Add the $1.75 billion Market Vectors Russia ETF RSX to the list of emerging markets funds that look attractive on the basis of valuation. RSX, the oldest Russia ETF and the largest by assets, has gained 4.1 percent in the past three months, but last week's 3.1 percent tumble has the fund trading a massive discount to the iShares MSCI Emerging Markets Index Fund RSX.
The discount is 32 percent to be precise and the widest since early August, Bloomberg reported. As of September 30, RSX had a price-to-earnings ratio of 6.54 and a price-to-book ratio of 0.88, according to Market Vectors data.
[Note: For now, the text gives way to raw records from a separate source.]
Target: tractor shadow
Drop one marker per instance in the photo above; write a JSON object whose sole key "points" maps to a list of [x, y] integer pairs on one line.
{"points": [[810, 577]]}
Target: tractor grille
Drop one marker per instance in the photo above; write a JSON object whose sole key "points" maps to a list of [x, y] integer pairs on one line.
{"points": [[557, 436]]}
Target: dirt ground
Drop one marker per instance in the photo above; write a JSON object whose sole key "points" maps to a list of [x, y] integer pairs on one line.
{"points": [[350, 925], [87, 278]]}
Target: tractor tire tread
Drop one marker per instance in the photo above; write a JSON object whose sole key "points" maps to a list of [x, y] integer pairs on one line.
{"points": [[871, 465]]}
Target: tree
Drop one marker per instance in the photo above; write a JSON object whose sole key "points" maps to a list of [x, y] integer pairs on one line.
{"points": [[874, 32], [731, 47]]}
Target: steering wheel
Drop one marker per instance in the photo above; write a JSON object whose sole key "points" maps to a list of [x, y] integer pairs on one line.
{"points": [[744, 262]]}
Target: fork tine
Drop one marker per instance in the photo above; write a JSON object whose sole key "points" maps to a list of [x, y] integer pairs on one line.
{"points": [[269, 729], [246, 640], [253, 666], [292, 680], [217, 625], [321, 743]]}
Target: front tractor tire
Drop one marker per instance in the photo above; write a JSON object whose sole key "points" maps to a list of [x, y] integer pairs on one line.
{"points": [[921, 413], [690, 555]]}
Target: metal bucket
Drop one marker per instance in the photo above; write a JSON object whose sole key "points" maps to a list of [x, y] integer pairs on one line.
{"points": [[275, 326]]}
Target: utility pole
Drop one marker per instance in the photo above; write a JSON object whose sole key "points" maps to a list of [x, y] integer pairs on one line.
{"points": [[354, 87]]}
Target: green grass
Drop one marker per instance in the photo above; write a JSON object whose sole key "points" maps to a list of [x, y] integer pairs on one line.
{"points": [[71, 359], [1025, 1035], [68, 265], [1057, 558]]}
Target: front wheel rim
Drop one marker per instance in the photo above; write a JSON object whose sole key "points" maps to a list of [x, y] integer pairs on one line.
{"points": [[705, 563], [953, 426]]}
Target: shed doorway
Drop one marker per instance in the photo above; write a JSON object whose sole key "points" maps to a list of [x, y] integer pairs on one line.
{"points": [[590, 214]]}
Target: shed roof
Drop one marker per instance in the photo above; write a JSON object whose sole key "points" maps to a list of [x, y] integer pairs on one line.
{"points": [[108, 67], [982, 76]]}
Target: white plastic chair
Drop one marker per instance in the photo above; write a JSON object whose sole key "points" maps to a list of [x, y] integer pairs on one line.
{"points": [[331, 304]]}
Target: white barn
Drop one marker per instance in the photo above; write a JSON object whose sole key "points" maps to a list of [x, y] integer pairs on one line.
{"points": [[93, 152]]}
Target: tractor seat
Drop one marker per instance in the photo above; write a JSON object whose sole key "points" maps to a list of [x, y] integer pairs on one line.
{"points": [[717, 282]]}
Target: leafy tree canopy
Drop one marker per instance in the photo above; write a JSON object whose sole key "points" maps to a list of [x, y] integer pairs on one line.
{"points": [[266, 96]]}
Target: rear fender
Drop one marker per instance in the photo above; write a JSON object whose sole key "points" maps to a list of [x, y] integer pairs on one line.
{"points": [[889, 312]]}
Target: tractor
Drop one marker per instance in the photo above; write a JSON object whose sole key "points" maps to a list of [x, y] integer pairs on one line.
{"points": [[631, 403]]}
By comparison, EEM had a P/E ratio of 17.3 a price-to-book ratio of three as of September 28.
Through the first four months of this year, RSX was no worse than the second-best performer among a quintet comprised of itself, EEM, the WisdomTree India Earnings ETF EPI, the iShares MSCI Brazil Index Fund EWZ and the iShares FTSE China 25 Index Fund FXI. Now, on a year-to-date basis, RSX is the second-worst performer, trailing only EWZ.
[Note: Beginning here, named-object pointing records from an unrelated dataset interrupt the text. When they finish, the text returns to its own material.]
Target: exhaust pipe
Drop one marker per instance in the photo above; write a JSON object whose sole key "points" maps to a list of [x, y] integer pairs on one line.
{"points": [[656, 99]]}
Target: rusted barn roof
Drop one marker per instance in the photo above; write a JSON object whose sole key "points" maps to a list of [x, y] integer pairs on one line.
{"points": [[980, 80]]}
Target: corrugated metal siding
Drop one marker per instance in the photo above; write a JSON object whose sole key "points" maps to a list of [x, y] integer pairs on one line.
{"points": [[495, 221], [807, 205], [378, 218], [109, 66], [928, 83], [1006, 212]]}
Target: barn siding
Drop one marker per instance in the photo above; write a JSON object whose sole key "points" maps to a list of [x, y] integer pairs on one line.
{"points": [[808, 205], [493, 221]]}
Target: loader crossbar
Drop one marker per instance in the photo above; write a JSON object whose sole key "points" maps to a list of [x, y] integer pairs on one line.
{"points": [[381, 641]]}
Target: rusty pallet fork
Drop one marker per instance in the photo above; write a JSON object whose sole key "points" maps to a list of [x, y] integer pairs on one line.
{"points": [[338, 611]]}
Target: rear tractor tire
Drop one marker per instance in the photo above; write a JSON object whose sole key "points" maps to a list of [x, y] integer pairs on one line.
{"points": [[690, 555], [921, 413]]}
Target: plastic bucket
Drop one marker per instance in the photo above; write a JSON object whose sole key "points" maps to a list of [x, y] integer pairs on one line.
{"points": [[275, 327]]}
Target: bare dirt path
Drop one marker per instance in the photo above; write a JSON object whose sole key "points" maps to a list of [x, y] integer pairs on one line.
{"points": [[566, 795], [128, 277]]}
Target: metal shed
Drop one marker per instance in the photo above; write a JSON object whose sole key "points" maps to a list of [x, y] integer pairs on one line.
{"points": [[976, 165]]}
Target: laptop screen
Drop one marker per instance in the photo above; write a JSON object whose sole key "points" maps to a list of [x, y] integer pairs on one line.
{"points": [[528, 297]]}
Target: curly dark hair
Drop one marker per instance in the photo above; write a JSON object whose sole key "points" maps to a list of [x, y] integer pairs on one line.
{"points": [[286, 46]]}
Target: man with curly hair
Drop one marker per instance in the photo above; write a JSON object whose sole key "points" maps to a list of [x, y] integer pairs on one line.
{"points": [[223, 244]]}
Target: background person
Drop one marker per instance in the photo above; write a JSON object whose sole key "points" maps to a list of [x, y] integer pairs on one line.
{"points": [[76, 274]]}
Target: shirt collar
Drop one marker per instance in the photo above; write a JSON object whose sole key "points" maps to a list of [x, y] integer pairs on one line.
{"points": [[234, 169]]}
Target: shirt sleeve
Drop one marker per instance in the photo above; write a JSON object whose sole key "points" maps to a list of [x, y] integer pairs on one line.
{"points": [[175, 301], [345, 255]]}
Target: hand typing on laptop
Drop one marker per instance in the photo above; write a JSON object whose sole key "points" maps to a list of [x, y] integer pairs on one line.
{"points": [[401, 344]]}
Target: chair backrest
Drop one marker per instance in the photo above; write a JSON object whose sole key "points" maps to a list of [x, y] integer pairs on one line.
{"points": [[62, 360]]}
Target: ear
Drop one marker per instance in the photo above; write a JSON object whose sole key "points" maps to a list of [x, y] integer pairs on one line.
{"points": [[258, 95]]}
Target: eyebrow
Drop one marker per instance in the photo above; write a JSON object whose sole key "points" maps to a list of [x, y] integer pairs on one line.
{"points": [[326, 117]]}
RSX, which devotes 41.1 percent of its weight to energy stocks, is up 5.1 percent this year, but that gain has been accrued with volatility of 29.3 percent. That is 320 basis points higher than the next closest of the aforementioned funds, that being EPI.
Tumbling oil prices have hampered Russian equities and RSX. The U.S. Oil Fund USO is off almost seven percent in the past month, a slide that would spell bad news for any ETF with a 41 percent to the energy group. Interestingly, Market Vectors is careful to note RSX has the lowest energy allocation of the major Russia ETFs.
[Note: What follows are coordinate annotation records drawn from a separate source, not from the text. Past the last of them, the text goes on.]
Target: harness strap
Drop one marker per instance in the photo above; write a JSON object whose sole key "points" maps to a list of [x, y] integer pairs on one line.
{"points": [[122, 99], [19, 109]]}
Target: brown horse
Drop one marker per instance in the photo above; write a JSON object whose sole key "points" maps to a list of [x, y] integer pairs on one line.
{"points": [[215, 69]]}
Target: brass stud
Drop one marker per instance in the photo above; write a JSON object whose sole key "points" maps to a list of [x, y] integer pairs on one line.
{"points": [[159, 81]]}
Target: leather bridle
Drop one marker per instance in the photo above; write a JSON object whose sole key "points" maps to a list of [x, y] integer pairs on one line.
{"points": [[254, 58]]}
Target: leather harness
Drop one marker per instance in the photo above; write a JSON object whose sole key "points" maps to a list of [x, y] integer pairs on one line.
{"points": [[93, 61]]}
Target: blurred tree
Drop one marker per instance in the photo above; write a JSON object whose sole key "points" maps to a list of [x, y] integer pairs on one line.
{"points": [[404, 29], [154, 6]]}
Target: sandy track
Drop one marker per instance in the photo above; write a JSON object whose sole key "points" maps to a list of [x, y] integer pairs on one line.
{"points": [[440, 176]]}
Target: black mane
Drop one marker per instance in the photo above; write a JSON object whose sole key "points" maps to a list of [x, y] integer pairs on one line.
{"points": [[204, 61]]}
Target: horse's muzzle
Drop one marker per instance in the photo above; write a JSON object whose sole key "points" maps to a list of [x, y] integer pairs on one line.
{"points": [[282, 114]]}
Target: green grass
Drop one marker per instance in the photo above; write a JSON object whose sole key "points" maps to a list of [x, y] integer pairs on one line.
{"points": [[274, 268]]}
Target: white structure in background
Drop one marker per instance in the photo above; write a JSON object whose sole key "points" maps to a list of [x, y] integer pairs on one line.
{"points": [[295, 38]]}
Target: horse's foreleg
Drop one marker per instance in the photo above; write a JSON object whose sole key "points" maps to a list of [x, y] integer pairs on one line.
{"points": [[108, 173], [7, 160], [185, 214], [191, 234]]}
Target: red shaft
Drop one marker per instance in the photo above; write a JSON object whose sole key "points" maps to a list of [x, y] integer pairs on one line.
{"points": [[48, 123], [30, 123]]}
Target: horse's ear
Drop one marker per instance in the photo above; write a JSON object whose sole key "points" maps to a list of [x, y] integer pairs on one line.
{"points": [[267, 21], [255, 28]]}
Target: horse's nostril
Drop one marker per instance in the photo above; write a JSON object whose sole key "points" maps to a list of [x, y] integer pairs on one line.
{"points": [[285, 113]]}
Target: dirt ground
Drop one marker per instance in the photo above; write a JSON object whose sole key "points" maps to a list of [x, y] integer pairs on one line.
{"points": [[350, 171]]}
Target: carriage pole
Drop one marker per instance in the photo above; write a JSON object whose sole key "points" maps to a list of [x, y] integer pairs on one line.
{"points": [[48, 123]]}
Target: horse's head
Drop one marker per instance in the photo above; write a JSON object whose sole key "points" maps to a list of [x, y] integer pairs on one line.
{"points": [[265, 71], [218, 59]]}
By comparison, the iShares MSCI Russia Capped Index Fund ERUS devotes almost 56 percent of its weight to oil and gas stocks. That ETF has a P/E ratio of 8.4 and a price-to-book ratio of almost 2.6.
This is how deep the current discount is for Russian equities. The current forward P/E of the Russian equity market is 5.2 and the price-to-book ratio is 0.8, according to J.P. Morgan. The 10-year average P/E ratio is 7.9 with a price-to-book of 1.3.
The current price/cash flow for Russian equities highlights a case for calling stocks in the world's largest non-OPEC oil-producing nation cheap. Russian stocks sport a P/CF of 3.6, well below the 10-year average of 4.9, according to J.P. Morgan.
Compelling valuations may not be enough to lure investors to Russian ETFs and the stocks those funds hold. Oil prices are tumbling amid slowing global growth and international investors are fretting over what another possible 12 years of Vladimir Putin in power could mean for the Russian economy. Not to mention, EEM has outpaced RSX by 140 basis points since the last time the latter traded at such a steep discount to the former.
The recent performance of RSX seems to indicate investors are not biting at the valuation carrot, at least not yet. Based on P/E and price-to-book, RSX is far cheaper than EWZ, FXI and the iShares S&P India Nifty 50 Index Fund INDY. Yet over the past month, RSX is the worst performer in that quartet by a wide margin.
Russia backers can find solace in the fact that eventually, emerging markets bulls do embrace attractive valuations. In large part, that explains the torrid pace set by China ETFs over the past month. Then again, some investors had been calling Chinese equities cheap for over a year before FXI and friends legitimately rallied.